Methods: The project was conducted within outpatient settings, specifically encompassing outpatient clinics, daycare, radiology and radiotherapy, and rehabilitation at the SQCCCRC. The project employed an observational analytical design to assess the fall risk assessment procedure in outpatient settings. The project integrated a 7-step procedure for conducting an FMEA methodology, including defining the system or process, identifying potential failure mode, evaluating the effects of each failure mode, Assigning severity, likelihood, and detection of occurrence ratings, and identifying and implement corrective actions. In addition, Risk Priority Numbers (RPNs) were used to identify the impact of the interventions in reducing the risk of patient fall assessment and management.
Result: In the patient fall screening process, interventions yielded substantial reductions in RPNs for failure modes like "Wrong assessment" (57% decrease) and "Complex risk assessment scale" (63% decrease), addressing knowledge gaps and simplifying risk assessment. Similarly, the "Missed fall assessment" failure mode saw an impressive 80% reduction in RPN, rectifying unclear processes and knowledge gaps. In the Fall risk precaution measures process, interventions led to noteworthy RPN reductions, such as 80% for "Unclear fall precaution measures-responsibilities" and 57% for "Missed bracelets for high risk," demonstrating successful risk mitigation. Moreover, interventions in the Patient Education process achieved significant RPN reductions (57% and 55%) for "No/improper education" and "Unuse of educational material and resources," enhancing staff education and patient awareness. The total reduction in RPNs was 62% in all failure modes in the fall assessment and management process.
Conclusion: Overall, FMEA is a valuable strategy for reducing fall risks among oncology patients, but its success depends on addressing these limitations and ensuring the thorough execution and maintenance of the identified corrective actions.

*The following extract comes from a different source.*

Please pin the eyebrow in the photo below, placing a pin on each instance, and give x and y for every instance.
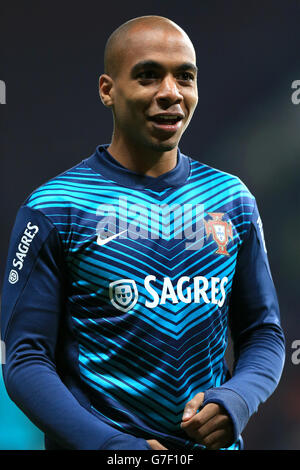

本项目旨在通过失效模式与效应分析(FMEA)降低肿瘤患者在门诊环境中的跌倒风险。
方法:该项目在门诊环境中进行,具体涵盖门诊诊所、日间护理、放射科和放疗以及 SQCCCRC 的康复科。该项目采用观察性分析设计评估门诊环境中的跌倒风险评估程序。项目整合了执行 FMEA 方法的 7 个步骤,包括定义系统或流程、识别潜在失效模式、评估每个失效模式的影响、分配严重程度、发生可能性和检测程度评分、识别和实施纠正措施。此外,风险优先数(RPN)用于识别干预措施对降低患者跌倒评估和管理风险的影响。
结果:在患者跌倒筛查过程中,干预措施显著降低了“错误评估”(降低 57%)和“复杂风险评估量表”(降低 63%)等失效模式的 RPN,解决了知识差距并简化了风险评估。同样,“漏评跌倒”失效模式的 RPN 降低了 80%,纠正了流程和知识差距不明确的问题。在跌倒风险预防措施过程中,干预措施导致 RPN 显著降低,例如“预防措施不明确-职责”降低 80%,“高风险未戴腕带”降低 57%,表明风险得到有效缓解。此外,患者教育过程中的干预措施也显著降低了 RPN(分别为 57%和 55%),如“无/不当教育”和“未使用教育材料和资源”,提高了员工教育和患者意识。所有跌倒评估和管理过程中的失效模式的 RPN 总降低率为 62%。
结论:总体而言,FMEA 是降低肿瘤患者跌倒风险的有效策略,但要取得成功,还需要解决这些局限性,并确保彻底执行和维护所确定的纠正措施。